Nationalrat Nik Gugger: Sie haben die Motion „Förderung Sozialer Unternehmen“
lanciert. Warum ist diese Motion wichtig?


Gesellschaftlichen Mehrwert zu leisten, ist für Social Enterprises ein diakonisches
(dienendes) & identitätsstiftendes Merkmal. Dies zeigt sich darin, dass Soziale Unternehmen
ihre positive gesellschaftliche Wirkung (ökologisch, sozial und/oder kulturell) bis in die
Statuten verankert haben. Sie existieren nur deshalb, weil sie eine Herausforderung
adressieren wollen und tun dies mit unternehmerischen Ansätzen. Darin sehe ich ein
grosses Potenzial. Dem gesellschaftlichen Mehrwert im Social Entrepreneurship muss
deshalb aus meiner Sicht in Zukunft entsprechend viel Bedeutung beigemessen werden.
Das war der Grund für die Motion.

In Europa und auch in der Schweiz tut sich so einiges rund um Social
Entrepreneurship. Auf welche Referenzen nehmen Sie Bezug?


Ein Blick über den Tellerrand zeigt, dass die Schweiz in punkto Förderung von Social
Entrepreneurship hintenansteht.

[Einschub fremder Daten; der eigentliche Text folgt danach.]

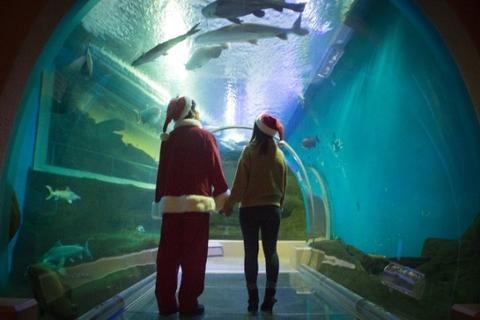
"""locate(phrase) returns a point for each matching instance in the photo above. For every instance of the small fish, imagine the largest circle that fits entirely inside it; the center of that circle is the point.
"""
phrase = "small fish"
(111, 125)
(162, 48)
(337, 145)
(248, 32)
(59, 254)
(233, 9)
(204, 54)
(67, 194)
(149, 116)
(310, 142)
(83, 64)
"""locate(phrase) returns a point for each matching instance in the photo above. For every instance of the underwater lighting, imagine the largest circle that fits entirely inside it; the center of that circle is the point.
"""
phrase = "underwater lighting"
(173, 25)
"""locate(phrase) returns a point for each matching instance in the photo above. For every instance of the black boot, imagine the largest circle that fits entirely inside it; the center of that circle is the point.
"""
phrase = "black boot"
(252, 301)
(269, 300)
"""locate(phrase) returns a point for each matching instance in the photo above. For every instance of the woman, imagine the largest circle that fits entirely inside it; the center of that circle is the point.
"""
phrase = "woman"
(259, 186)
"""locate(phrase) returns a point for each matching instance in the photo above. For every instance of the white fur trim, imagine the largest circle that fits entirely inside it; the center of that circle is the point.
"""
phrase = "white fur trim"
(264, 128)
(220, 199)
(187, 122)
(186, 107)
(186, 203)
(164, 136)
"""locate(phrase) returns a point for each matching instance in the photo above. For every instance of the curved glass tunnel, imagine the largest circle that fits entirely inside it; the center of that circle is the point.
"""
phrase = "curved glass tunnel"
(382, 138)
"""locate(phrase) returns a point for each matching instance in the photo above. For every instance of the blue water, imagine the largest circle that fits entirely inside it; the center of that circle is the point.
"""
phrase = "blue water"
(409, 168)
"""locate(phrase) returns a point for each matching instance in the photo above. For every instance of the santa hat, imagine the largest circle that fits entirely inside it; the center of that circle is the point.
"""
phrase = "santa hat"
(178, 108)
(269, 125)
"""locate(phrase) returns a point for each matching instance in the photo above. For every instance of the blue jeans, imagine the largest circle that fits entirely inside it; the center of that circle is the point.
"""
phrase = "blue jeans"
(264, 220)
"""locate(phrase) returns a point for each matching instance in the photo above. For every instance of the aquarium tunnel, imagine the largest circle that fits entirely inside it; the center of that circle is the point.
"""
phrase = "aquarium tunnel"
(382, 141)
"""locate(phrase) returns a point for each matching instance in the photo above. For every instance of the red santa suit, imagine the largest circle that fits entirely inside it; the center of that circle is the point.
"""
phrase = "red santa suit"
(189, 183)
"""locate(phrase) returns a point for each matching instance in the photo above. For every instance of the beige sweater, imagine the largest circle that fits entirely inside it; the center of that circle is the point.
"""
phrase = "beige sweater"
(260, 179)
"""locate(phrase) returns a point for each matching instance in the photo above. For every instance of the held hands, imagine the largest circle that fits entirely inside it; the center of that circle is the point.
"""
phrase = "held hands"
(226, 211)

Viele Länder haben die Bedeutung von Sozialen
Unternehmen für die Nachhaltige Entwicklung erkannt und mit gezielten Massnahmen
gestärkt: So etwa die UNO Resolution, die OECD Recommendation oder Social Economy
Action Plan
der EU. Gerade auch unser Nachbar Deutschland bietet spannende Lösungen
mit der neuen Strategie für soziale Innovationen und gemeinwohlorientierte Unternehmen.
Zudem finden sich in mehreren europäischen Ländern Beispiele dafür, wie auf rechtlicher
Ebene eine optimale Grundlage für Soziales Unternehmertum geschaffen werden kann.
Sowohl Frankreich wie auch Luxemburg haben mit entsprechenden Gesetzen aufgezeigt,
wie es möglich ist, soziales Unternehmertum gezielt zu fördern und damit bereits positive
Erfahrungen gemacht.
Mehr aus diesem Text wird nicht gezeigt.